Namun, buat saya menciptakan pembelajaran yang menyenangkan hanyalah tahap pertama. Seorang guru punya tanggung jawab yang lebih dari sekadar menciptakan pembelajaran yang menyenangkan. Guru juga bertanggung jawab untuk berusaha mengajak siswanya menemukan kesenangan dalam belajar dan kesenangan ketika akhirnya berhasil belajar hal baru. Saya tidak percaya bahwa proses belajar harus selalu mudah. Belajar kadang-kadang merupakan proses yang menyulitkan. Meskipun sulit, kita tetap bisa menemukan kesenangan dalam belajar. 

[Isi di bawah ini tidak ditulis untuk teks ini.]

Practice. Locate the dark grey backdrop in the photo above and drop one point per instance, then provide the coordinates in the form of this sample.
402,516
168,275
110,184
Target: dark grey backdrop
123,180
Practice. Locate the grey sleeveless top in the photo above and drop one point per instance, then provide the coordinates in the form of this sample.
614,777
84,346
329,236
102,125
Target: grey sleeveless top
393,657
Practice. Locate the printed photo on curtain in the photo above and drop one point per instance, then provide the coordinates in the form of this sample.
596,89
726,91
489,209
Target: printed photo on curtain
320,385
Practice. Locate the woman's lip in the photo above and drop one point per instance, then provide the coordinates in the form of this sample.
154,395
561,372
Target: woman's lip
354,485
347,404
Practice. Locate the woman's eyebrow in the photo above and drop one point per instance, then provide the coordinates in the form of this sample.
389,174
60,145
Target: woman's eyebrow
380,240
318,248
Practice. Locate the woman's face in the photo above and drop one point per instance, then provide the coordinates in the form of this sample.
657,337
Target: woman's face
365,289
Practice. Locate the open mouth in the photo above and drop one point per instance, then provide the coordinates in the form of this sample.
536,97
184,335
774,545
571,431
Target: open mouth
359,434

Hal yang paling senang saya dengar ketika berada di dalam kelas adalah ketika siswa mengucapkan hal-hal seperti ini :

" Oh itu toh maksudnya."
"Aha!"
"Sebentar, sepertinya saya bisa!"
"Oh, begitu doang ternyata" "Jangan kasih tahu, Bu. Saya mau mencoba menyelesaikan masalah ini sendiri."
Intinya, saya paling senang ketika siswa merasa penasaran, mau mencoba ketika apa yang dipelajari tidak mudah, dan menemukan titik terang. Momen Aha!

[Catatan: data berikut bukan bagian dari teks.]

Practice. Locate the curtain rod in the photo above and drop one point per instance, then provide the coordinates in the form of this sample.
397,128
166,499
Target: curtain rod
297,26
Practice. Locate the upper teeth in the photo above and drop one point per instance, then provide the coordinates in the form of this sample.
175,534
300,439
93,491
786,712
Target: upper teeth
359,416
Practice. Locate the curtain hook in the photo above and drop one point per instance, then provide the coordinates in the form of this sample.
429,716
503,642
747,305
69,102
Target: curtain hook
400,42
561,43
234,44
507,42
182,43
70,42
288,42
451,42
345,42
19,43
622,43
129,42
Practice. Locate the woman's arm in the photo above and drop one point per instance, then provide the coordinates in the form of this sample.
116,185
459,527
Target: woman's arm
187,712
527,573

Suasana di salah satu kelas saya di Sampoerna University. Saat itu saya menawarkan untuk membantu menyelesaikan sebuah masalah matematika, namun (maha)siswa saya berkata, "Ibu, biarkan kami berpikir."

Nilai-nilai yang saya pegang di atas sepertinya menjadi semacam petunjuk ketika saya merancang pembelajaran, mengajar, dan juga berinteraksi dengan siswa. Bagaimana dengan nilai-nilai anda? Nilai apa yang anda rasa paling penting? Bagaimana nilai-nilai tersebut mempengaruhi cara anda belajar, mengajar, dan menciptakan proses belajar-mengajar? Berbagi yuk! 

2 comments:

  1. Kalau di Indonesia Barbara itu belajar tdk linier jadi tdk bisa jadi Professor.

    Tapi secara umum tulisan ini bagus dan seharusnya setiap guru berkewajiban menulis apa yg telah dijalani dan menjadi satu ukuran kinerja/portfolio yg dikumpulkan tiap tahun

    ReplyDelete
  2. Well said!!! As a teacher we need to share our reclection to others to build a strong comitment and passion on teaching.